I could find no historical accounts of such attacks on a school, but, clearly, the nation into which the Second Amendment was born was not so steeped in the culture of deadly violence for entertainment and pleasure as ours is today.

My own belief is that our Founding Fathers would have no difficulty with us having a conversation about the possibility of implementing certain restrictions on the sale of certain firearms, in light of technological developments in weaponry that have created such lethality able to fit into the hands of single person. One person now has access to lethal firepower exceeding what an entire militia would have possessed when the Second Amendment was written.

There is room, in my personal opinion, for our nation to have a conversation about this and consider what might be done to ensure that people continue to have the right to keep and bear arms but without necessarily being legally able, as an individual, to possess more lethal firepower than George Washington's Continental Army.

What, you ask, about that phrase “shall not be infringed”?

Well, consider the phrase “no law…abridging the freedom of speech.”

The United States Supreme Court ruled unanimously in 1919 that distributing fliers that opposed the draft was against the law and that such free speech could be abridged because it presented “a clear and present danger” to our nation.

There is free speech, but up to a limit.

“The most stringent protection of free speech would not protect a man falsely shouting fire in a theater and causing a panic…The question,” wrote Supreme Court Justice Oliver Wendell Holmes, Jr., “in every case is whether the words used are used in such circumstances and are of such a nature as to create a clear and present danger that they will bring about the substantive evils that Congress has a right to prevent.”
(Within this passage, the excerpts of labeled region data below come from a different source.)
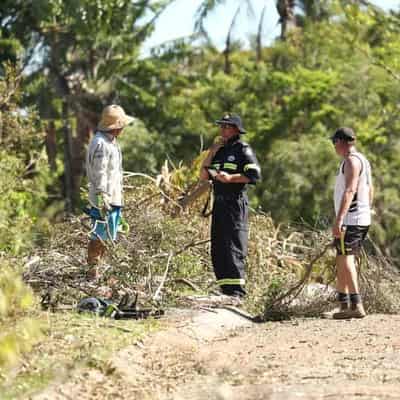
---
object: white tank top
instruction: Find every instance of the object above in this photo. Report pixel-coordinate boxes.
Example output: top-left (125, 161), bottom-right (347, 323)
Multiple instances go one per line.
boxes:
top-left (334, 151), bottom-right (372, 226)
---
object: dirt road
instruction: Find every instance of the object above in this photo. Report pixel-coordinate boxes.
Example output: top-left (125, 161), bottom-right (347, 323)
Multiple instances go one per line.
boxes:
top-left (34, 309), bottom-right (400, 400)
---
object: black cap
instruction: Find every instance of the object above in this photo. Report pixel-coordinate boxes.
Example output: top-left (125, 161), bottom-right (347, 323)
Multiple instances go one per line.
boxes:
top-left (330, 127), bottom-right (356, 142)
top-left (215, 114), bottom-right (246, 133)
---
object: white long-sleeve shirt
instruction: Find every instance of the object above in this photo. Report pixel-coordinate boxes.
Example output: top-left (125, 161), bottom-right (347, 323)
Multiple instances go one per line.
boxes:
top-left (86, 132), bottom-right (123, 206)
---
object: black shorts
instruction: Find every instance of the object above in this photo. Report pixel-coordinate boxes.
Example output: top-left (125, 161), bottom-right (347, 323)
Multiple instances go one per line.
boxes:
top-left (333, 225), bottom-right (369, 256)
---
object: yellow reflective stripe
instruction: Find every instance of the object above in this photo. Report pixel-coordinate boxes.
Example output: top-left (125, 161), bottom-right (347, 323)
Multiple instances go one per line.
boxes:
top-left (340, 232), bottom-right (346, 256)
top-left (243, 164), bottom-right (260, 172)
top-left (217, 278), bottom-right (245, 286)
top-left (224, 163), bottom-right (237, 169)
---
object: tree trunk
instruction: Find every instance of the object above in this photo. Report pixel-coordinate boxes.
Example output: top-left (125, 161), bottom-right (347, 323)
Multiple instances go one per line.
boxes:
top-left (46, 120), bottom-right (57, 171)
top-left (62, 100), bottom-right (74, 214)
top-left (276, 0), bottom-right (296, 40)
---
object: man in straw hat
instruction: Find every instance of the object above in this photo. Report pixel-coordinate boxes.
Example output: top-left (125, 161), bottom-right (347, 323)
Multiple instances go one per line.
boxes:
top-left (86, 104), bottom-right (134, 279)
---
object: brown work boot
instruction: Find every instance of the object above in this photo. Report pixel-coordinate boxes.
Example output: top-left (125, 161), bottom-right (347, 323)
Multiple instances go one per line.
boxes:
top-left (333, 303), bottom-right (367, 319)
top-left (349, 303), bottom-right (367, 318)
top-left (322, 302), bottom-right (350, 319)
top-left (86, 240), bottom-right (106, 280)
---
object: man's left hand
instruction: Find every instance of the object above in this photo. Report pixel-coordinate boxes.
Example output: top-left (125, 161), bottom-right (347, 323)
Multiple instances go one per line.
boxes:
top-left (215, 171), bottom-right (232, 183)
top-left (332, 220), bottom-right (343, 238)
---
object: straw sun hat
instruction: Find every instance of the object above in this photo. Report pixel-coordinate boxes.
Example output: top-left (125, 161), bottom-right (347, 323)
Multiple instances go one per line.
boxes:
top-left (97, 104), bottom-right (135, 132)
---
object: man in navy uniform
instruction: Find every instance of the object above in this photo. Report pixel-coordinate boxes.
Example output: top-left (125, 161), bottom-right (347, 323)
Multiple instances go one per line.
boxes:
top-left (200, 114), bottom-right (261, 297)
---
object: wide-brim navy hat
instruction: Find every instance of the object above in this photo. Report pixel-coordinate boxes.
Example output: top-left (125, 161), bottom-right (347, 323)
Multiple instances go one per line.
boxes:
top-left (330, 127), bottom-right (356, 142)
top-left (215, 114), bottom-right (246, 133)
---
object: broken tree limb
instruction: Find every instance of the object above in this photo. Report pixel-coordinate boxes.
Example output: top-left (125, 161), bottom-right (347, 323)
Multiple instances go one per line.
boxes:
top-left (153, 251), bottom-right (173, 300)
top-left (179, 181), bottom-right (212, 209)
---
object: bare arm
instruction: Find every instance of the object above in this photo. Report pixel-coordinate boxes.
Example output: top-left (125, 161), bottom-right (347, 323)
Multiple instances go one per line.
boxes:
top-left (332, 156), bottom-right (361, 237)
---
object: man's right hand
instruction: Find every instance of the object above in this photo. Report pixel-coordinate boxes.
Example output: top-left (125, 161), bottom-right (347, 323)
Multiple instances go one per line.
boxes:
top-left (96, 193), bottom-right (111, 219)
top-left (208, 138), bottom-right (224, 156)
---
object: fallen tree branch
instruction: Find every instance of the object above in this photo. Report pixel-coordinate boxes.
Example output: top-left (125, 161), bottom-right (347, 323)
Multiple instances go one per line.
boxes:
top-left (269, 242), bottom-right (332, 309)
top-left (153, 251), bottom-right (173, 300)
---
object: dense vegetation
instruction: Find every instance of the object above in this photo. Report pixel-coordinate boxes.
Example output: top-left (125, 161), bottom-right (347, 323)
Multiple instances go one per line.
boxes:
top-left (0, 0), bottom-right (400, 374)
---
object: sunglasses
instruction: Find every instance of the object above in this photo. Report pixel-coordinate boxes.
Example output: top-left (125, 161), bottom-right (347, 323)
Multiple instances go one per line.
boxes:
top-left (220, 124), bottom-right (234, 129)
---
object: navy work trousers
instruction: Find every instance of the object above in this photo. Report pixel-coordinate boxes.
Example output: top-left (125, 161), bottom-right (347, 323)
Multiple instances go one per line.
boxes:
top-left (211, 194), bottom-right (248, 295)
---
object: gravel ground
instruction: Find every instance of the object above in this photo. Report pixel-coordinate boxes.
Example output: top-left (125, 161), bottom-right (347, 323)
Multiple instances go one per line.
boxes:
top-left (33, 309), bottom-right (400, 400)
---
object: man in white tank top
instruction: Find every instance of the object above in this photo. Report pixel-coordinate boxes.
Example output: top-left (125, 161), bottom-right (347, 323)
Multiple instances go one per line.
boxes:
top-left (325, 128), bottom-right (373, 319)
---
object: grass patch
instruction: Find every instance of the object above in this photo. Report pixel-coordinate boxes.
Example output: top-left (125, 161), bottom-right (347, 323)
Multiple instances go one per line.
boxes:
top-left (0, 312), bottom-right (159, 400)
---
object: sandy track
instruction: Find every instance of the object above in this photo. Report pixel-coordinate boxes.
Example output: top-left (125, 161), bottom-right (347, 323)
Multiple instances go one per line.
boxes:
top-left (34, 309), bottom-right (400, 400)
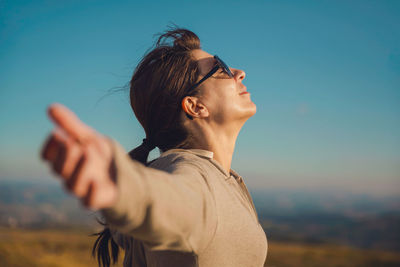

The same argument and principle can be made and applied to assault weapons and the Second Amendment.

And we should have a civil conversation about that.

Yes, a 1969 Supreme Court decision revisited the First Amendment ruling of 1919, narrowing, but affirming, free speech limits. Speech can be banned, the Supreme Court ruled, if it is likely to incite imminent lawless action.

I understand that no ban on any weapon will clean the human mind of the desire to commit mass murder, but if we provide such a mind with less devastatingly lethal firepower we will limit the loss of life.

Achieving that goal would help, in the words with which the United States Constitution introduces itself and justifies its very existence, “form a more perfect union, establish justice, insure domestic tranquility, provide for the common defense, promote the general welfare, and secure the blessings of liberty to ourselves and our posterity…”

To “ourselves and our posterity” means for us and our children and for their children, for everyone's children and grandchildren, from Connecticut to California.

And there is nothing unconstitutional about that.